Mientras lo que se observa en la superficie es estridente,
por debajo transcurre un mundo silencioso, que no habla, pero que irrumpe con
acciones violentas que necesariamente cambian el escenario en donde nos
movemos. Llegan sin advertir, sin que se
presienta su peligro, no amenazan ni se acompañan de actos previos. Sorprenden,
desconciertan por el sigilo de sus movimientos y la maldad de sus
intenciones. Actos que no tienen
lectura, que no pueden entenderse de inmediato, actos que causan repudio pero
no sentido. Es un estado puro de goce que ha adquirido preponderancia, que
marca pauta y que solo nos remite a un rotundo fracaso. El fracaso de la razón,
de la ilustración, del sujeto cartesiano. Lo irracional y la ética del mal en
su más pura y ominosa expresión. Mientras el mundo está distraído en su propio
espectáculo, las cloacas infectadas de alimañas actúan sin descanso para
irrumpir con una violencia atroz.
Dos capas paralelas en la cual transcurre nuestra vida en un
mundo que ya trascendió la Modernidad. El mundo posmoderno reclama por nuevas
categorías de interpretación, por un reacomodo de la razón que siempre reclama el
sentido de la realidad.

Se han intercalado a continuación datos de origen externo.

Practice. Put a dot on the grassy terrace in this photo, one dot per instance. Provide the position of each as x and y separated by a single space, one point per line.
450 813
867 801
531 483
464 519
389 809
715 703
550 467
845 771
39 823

Esa fuerza destructora
que irrumpe no requiere de una formación de compromiso, no hace síntomas
previos porque no está inserta en ningún discurso, no está reclamando por
interpretación. Despojada de cualquier velo sólo muestra cuerpos destrozados,
despedazados, tal como se observa un niño que aún no ha logrado integrar su
imagen, que aún no ha podido arribar a su forma humana. Un puro goce gana la
partida a los semblantes de los discursos en los cuales trató de refugiarse la
humanidad. El discurso de la sospecha, de la desconfianza en la capacidad de la
razón gana terreno en un mundo que se muestra perdido, sorprendido y aterrado.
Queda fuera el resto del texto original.